I walk my bike carefully up a very steep hill. There are lots of trees surrounding me and the wind is carefully stirring each of the autumnal coloured leafs. I hear birds sing against the backdrop of those rustling leaves. The sun is out, and I feel its warmth on my skin.
It is an altogether tranquil scene, yet I feel unmistakably anxious.
Beyond the steep hill looms a large house. I am contemplating what I will find beyond the door I see ahead. I know that there is some sort of “community” beyond that door, and that I have committed to working in their garden for the next week, for which I will at least receive food and a place to sleep.
But what else I wonder?
Most people, it seems to me, would like to both be loved and give love. I don’t mean the desirous kind of love, where someone might value another for what they represent to society, or for whom they might perceive, or want, that person to be. I mean the kind of love that accepts another exactly as they are, from one moment to the next; completely; utterly.Born into love?

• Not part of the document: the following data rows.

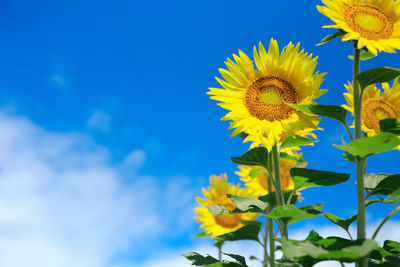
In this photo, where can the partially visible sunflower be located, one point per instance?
(257, 98)
(255, 177)
(375, 105)
(375, 24)
(216, 225)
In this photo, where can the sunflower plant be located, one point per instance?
(271, 103)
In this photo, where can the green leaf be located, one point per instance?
(255, 157)
(392, 246)
(255, 172)
(199, 260)
(390, 125)
(225, 264)
(390, 185)
(247, 204)
(372, 180)
(239, 258)
(271, 198)
(331, 37)
(292, 214)
(202, 234)
(344, 223)
(371, 145)
(287, 156)
(296, 140)
(365, 55)
(243, 135)
(250, 231)
(376, 75)
(331, 248)
(303, 177)
(349, 157)
(217, 209)
(330, 111)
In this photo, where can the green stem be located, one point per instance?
(384, 221)
(278, 188)
(277, 174)
(265, 244)
(269, 221)
(348, 131)
(359, 162)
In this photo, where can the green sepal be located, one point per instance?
(255, 157)
(303, 177)
(365, 147)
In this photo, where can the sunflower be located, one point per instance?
(255, 177)
(216, 225)
(375, 24)
(375, 105)
(257, 98)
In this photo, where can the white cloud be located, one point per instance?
(58, 80)
(99, 121)
(63, 204)
(247, 248)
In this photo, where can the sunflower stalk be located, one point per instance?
(278, 188)
(269, 221)
(359, 162)
(393, 212)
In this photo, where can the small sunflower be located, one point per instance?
(375, 24)
(216, 225)
(257, 98)
(375, 105)
(255, 177)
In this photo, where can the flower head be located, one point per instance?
(375, 24)
(375, 105)
(258, 98)
(216, 225)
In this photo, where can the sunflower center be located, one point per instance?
(228, 220)
(265, 99)
(369, 21)
(376, 110)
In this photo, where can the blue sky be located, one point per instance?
(118, 89)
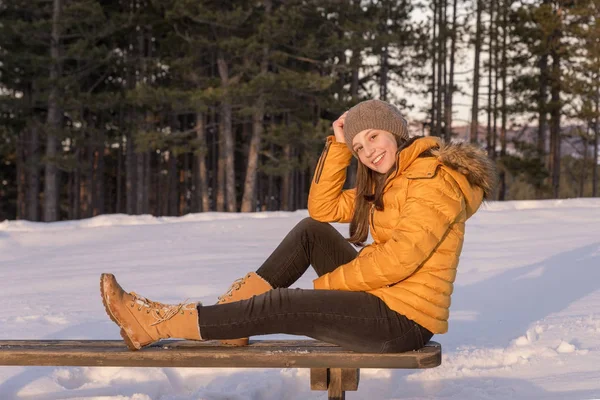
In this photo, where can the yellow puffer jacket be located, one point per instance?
(418, 237)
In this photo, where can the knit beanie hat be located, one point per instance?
(374, 114)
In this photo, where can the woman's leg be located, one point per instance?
(356, 321)
(309, 243)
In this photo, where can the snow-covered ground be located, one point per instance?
(525, 318)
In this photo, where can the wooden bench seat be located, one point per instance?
(332, 368)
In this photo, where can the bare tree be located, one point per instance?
(54, 120)
(475, 107)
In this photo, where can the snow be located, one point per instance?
(525, 315)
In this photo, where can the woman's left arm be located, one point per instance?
(432, 206)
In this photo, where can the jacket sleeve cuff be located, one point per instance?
(322, 283)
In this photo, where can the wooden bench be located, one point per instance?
(331, 368)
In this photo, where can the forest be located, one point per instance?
(179, 106)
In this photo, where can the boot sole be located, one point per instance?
(123, 333)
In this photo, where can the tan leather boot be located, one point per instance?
(143, 321)
(241, 289)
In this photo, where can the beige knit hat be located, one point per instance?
(374, 114)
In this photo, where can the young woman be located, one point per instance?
(414, 195)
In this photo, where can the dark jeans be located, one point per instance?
(357, 321)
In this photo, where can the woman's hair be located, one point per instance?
(369, 193)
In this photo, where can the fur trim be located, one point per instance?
(471, 161)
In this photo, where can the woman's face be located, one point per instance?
(376, 149)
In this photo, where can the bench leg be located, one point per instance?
(335, 380)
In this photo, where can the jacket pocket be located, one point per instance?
(321, 163)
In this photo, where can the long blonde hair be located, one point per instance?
(369, 193)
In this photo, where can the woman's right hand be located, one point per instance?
(338, 128)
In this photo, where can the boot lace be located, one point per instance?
(154, 308)
(236, 285)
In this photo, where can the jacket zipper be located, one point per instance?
(321, 162)
(373, 217)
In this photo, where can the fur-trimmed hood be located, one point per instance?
(471, 161)
(469, 165)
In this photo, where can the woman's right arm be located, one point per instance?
(327, 201)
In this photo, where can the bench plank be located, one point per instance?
(181, 353)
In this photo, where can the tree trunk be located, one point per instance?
(596, 135)
(130, 175)
(383, 81)
(227, 145)
(555, 112)
(21, 176)
(202, 176)
(119, 199)
(434, 67)
(54, 120)
(88, 199)
(475, 107)
(139, 193)
(585, 161)
(496, 79)
(450, 88)
(489, 140)
(77, 186)
(441, 62)
(258, 116)
(504, 66)
(99, 196)
(33, 176)
(285, 178)
(173, 184)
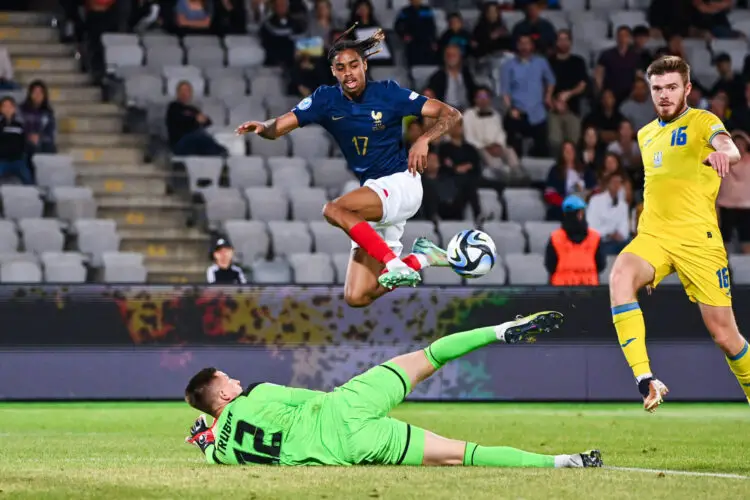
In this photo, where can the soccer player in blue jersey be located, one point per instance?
(365, 118)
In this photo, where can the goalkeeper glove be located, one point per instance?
(201, 434)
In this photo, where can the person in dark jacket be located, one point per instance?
(39, 119)
(12, 143)
(585, 242)
(186, 127)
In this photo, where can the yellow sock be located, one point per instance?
(740, 366)
(631, 332)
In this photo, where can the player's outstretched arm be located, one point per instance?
(270, 129)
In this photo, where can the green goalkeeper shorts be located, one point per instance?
(360, 409)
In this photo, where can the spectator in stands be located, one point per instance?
(639, 108)
(571, 77)
(12, 143)
(734, 196)
(590, 149)
(277, 35)
(39, 119)
(573, 256)
(453, 83)
(729, 82)
(461, 161)
(609, 214)
(541, 31)
(222, 271)
(617, 67)
(527, 84)
(484, 130)
(605, 118)
(491, 36)
(568, 176)
(6, 71)
(193, 16)
(456, 34)
(186, 126)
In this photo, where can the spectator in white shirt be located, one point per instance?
(483, 129)
(609, 214)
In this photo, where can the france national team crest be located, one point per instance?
(657, 159)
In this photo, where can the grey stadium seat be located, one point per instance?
(73, 203)
(307, 203)
(95, 237)
(440, 276)
(524, 204)
(312, 268)
(247, 171)
(21, 202)
(508, 236)
(538, 234)
(41, 235)
(203, 172)
(63, 267)
(54, 170)
(271, 272)
(250, 239)
(8, 237)
(740, 265)
(526, 269)
(289, 172)
(340, 264)
(20, 272)
(329, 239)
(288, 237)
(267, 203)
(123, 267)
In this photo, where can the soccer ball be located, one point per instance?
(471, 253)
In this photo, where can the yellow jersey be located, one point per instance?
(679, 199)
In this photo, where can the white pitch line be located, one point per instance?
(678, 472)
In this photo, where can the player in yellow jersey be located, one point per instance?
(685, 154)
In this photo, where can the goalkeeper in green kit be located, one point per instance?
(272, 424)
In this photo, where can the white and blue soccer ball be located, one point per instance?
(472, 253)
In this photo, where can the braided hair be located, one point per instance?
(365, 48)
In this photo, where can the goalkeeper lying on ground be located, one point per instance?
(272, 424)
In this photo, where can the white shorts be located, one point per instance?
(401, 196)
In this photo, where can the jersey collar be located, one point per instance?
(664, 124)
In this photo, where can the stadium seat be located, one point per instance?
(250, 239)
(63, 267)
(8, 237)
(307, 203)
(21, 202)
(328, 239)
(267, 204)
(340, 264)
(508, 236)
(20, 272)
(223, 204)
(288, 237)
(123, 267)
(526, 269)
(271, 272)
(247, 171)
(524, 204)
(95, 237)
(440, 276)
(538, 234)
(41, 235)
(203, 172)
(288, 172)
(312, 268)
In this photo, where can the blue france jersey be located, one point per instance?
(368, 130)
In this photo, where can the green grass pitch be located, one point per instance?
(136, 450)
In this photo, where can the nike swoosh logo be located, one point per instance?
(627, 342)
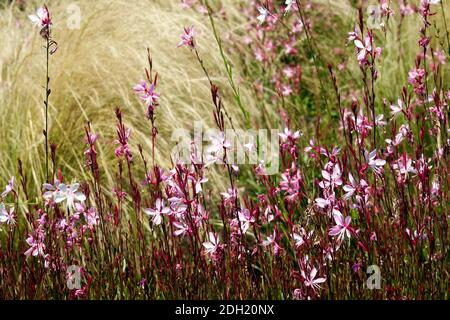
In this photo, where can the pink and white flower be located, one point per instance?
(157, 213)
(342, 228)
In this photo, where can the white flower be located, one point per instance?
(289, 4)
(375, 164)
(213, 243)
(342, 227)
(263, 13)
(311, 281)
(41, 18)
(157, 212)
(6, 216)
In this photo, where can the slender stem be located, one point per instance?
(47, 93)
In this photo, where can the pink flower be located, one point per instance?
(157, 213)
(37, 246)
(7, 216)
(9, 187)
(342, 227)
(350, 188)
(416, 77)
(331, 179)
(147, 94)
(396, 109)
(187, 38)
(363, 49)
(263, 13)
(289, 4)
(288, 136)
(311, 280)
(41, 18)
(91, 217)
(182, 229)
(212, 245)
(299, 241)
(374, 163)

Whilst we may be full of unconditional love when enter into this world our unconditional loving might quickly disappear if we find ourselves surrounded by people who expect us to behave in certain ways if we want their “love”. Such conditional love, particularly if it does not align with our core sense of self, might be challenging to try and obtain, and perhaps even debilitating. Eventually we might even come to believe that how others want us to be is in itself completely valid, such that we not only end up judging ourselves, but others too, for not being that way.

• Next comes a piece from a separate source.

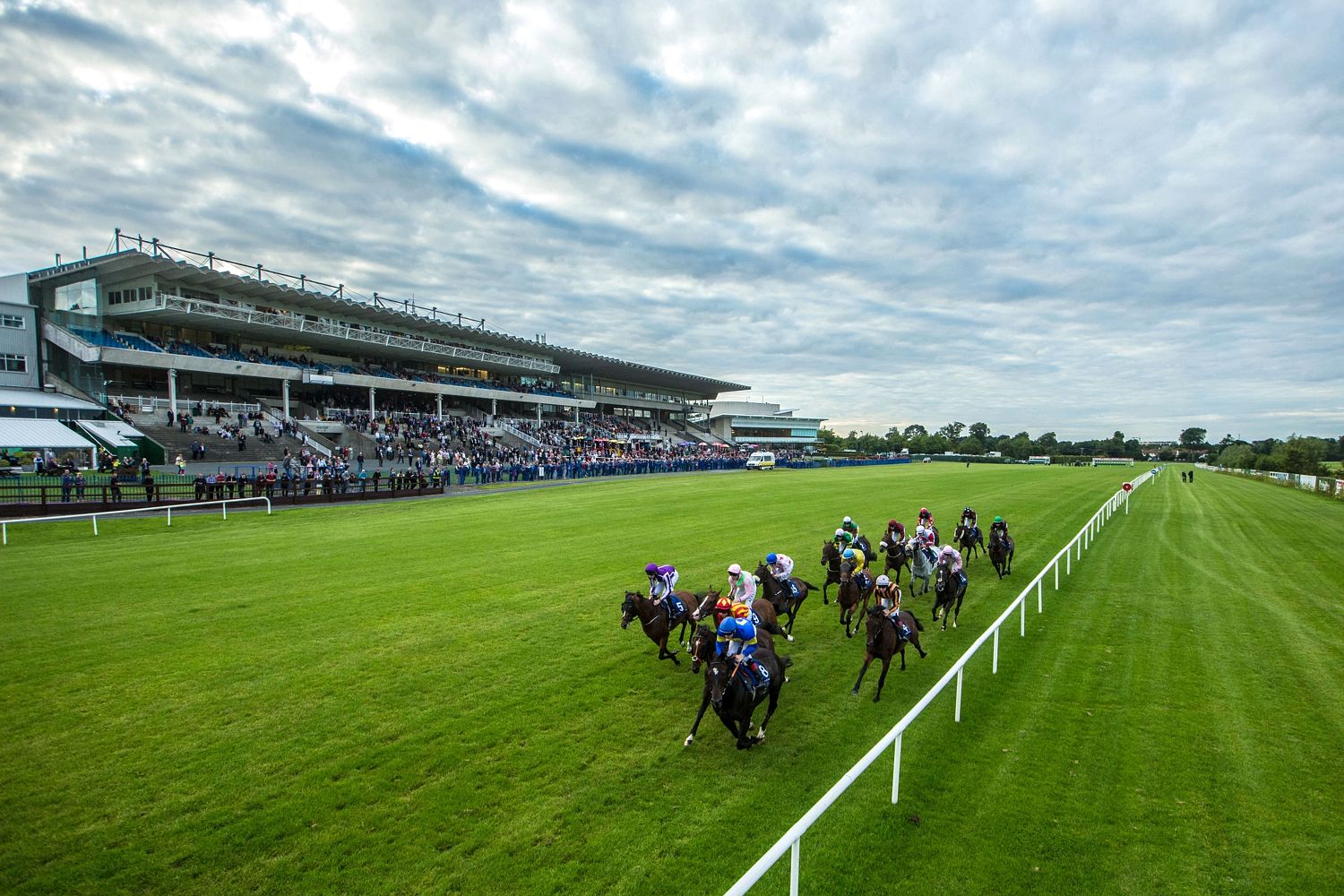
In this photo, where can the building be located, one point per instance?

Such judgments towards ourselves and others can often get in the way of sustaining relationships with others. It is quite possible, however, with a lot of hard work, support (unconditional, of course), and commitment, to break down these barriers to loving ourselves and others. And this is very fortunate because it is the quality of our relationships that are perhaps the biggest sustained contributor to our happiness and well-being.

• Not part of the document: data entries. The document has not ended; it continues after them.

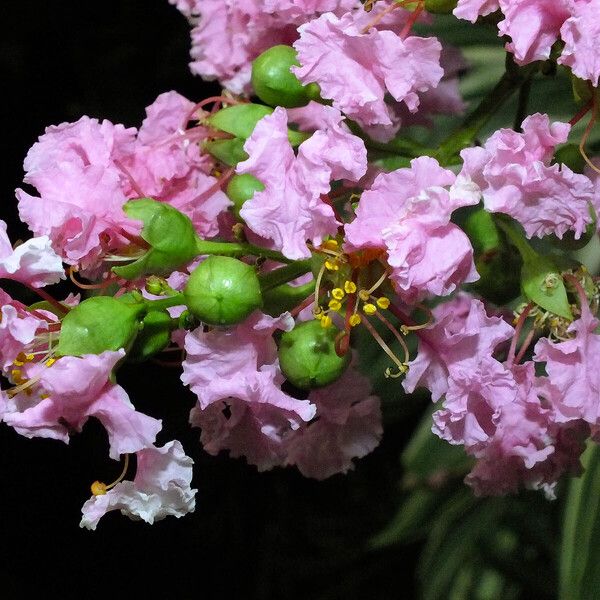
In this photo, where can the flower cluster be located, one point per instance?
(251, 233)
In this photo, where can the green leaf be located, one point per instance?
(428, 463)
(98, 324)
(580, 553)
(154, 336)
(240, 119)
(230, 152)
(171, 236)
(541, 280)
(453, 542)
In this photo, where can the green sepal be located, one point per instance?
(241, 188)
(240, 119)
(541, 280)
(99, 324)
(570, 155)
(444, 7)
(275, 84)
(542, 283)
(170, 234)
(582, 89)
(230, 152)
(307, 355)
(222, 291)
(153, 337)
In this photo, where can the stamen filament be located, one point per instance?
(388, 373)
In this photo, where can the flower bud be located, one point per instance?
(222, 291)
(440, 6)
(98, 324)
(308, 358)
(242, 188)
(169, 233)
(275, 84)
(154, 336)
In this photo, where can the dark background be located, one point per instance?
(266, 536)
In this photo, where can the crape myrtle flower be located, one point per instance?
(161, 487)
(228, 35)
(242, 407)
(535, 25)
(512, 171)
(406, 213)
(330, 153)
(86, 171)
(56, 396)
(356, 69)
(33, 262)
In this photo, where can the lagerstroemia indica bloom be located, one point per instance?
(267, 229)
(160, 488)
(513, 173)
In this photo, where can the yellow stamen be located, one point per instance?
(335, 304)
(369, 309)
(354, 320)
(326, 322)
(383, 302)
(349, 287)
(99, 489)
(378, 282)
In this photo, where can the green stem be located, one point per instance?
(176, 300)
(278, 277)
(286, 297)
(522, 105)
(514, 77)
(238, 249)
(398, 145)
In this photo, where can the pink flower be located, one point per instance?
(514, 177)
(572, 368)
(356, 70)
(160, 488)
(19, 329)
(81, 197)
(580, 33)
(228, 35)
(299, 11)
(528, 447)
(477, 392)
(407, 214)
(65, 395)
(461, 336)
(166, 164)
(33, 262)
(236, 376)
(290, 211)
(533, 26)
(347, 426)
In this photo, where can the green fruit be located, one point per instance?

Yet despite the importance of relationships for our happiness and well-being, it is all too rare to come across groups of people who emphasise the importance of the relationships in their lives ahead of all other considerations. Yet perhaps even more rarely to come across those who have committed themselves to putting in the necessary energy to move towards accepting and loving others unconditionally.
But it seems I struck at the heart of love within this particular Oregonian community. This group of beings were committed to meaningfully relating with one another, and fortunate for me, with all those that they encountered. I could sense this as soon as I parked my bike and began fully meeting the eyes before me. There was a holding in those eyes and I knew I would be able relax into being exactly who I am. And so I did.
It takes time and commitment
The original members of this community had first come together 40 years ago. I witnessed just a snapshot of their history and what I perceived was a highly functional and committed group. They made it look easy. However, I have dipped my toe into enough intentional communities over the years exploring better ways of living to know for certain that it has not been easy. It never is easy to work on our relationships – it is often difficult, it takes time, it needs commitment. But it was undoubtedly worth it as they were all still together after many probably fraught years, and they were happy.
They were perhaps the happiest group of people I’d ever encountered. By basking in their love, that happiness, it seems to have made it that little bit easier for me to love, to be happy. Thus I left with a great deal of hope for the future for my own life – that in continuing to focus on relationships and re-learning to love unconditionally then happiness will follow.
It was just love, but that’s why I was there.